Now That Boy Has Found Girl Again

Now That Boy Has Found Girl Again

He can’t sleep. Mary goes to bed every night, 9.45 on the dot. He roams about the house. He listens to music, almost anything brings the pain of unbearable longing to his throat. Mozart. Johnny Denver. Whitney Houston. Everyone sings of love, and he is dying of it, for it. At 12 o’clock at night he watches old movies. The black and white screen bursts with lovers separated forever as the train pulls from the station. Close up, Humphrey Bogart weeps. And so does David. He knows at last how love feels. He buys the video of La Traviata. Verdi and Zeffirelli have it right in one. He watches it, watches it, watches it.

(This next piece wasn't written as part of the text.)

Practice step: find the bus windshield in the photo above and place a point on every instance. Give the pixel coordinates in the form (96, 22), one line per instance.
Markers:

Mary has noticed that they’ve stopped spending six minutes together every Saturday morning. He’s almost constantly aroused but to climb into bed beside Mary—which he does increasingly less often, his nights being spent in vicarious media passion—to climb into bed beside Mary is to quell his desire immediately. He cannot make love to her. He can’t, he won’t, he can’t. She asks him why not. So he tells her. He also tells her of his dream. When the Syrian dies, which will be soon, he says, he will ask Megan to come home. He will not leave her and their daughter, he says grandly. Megan will have a house in town, he says, and I will visit her. There is no reason for anyone to be hurt. There is no reason for anyone to be unhappy. Then a brilliant idea occurs to him. She could live with my mother, he says. She is in that big house all alone. She has always loved Megan like a daughter, he says. He laughs quietly as he tells her that his mother had always hoped they would marry. He is surprised that she is not laughing with him. He has not been unkind, he is not going to leave her. All that he has been is honest. But then Mary has always been hard to please.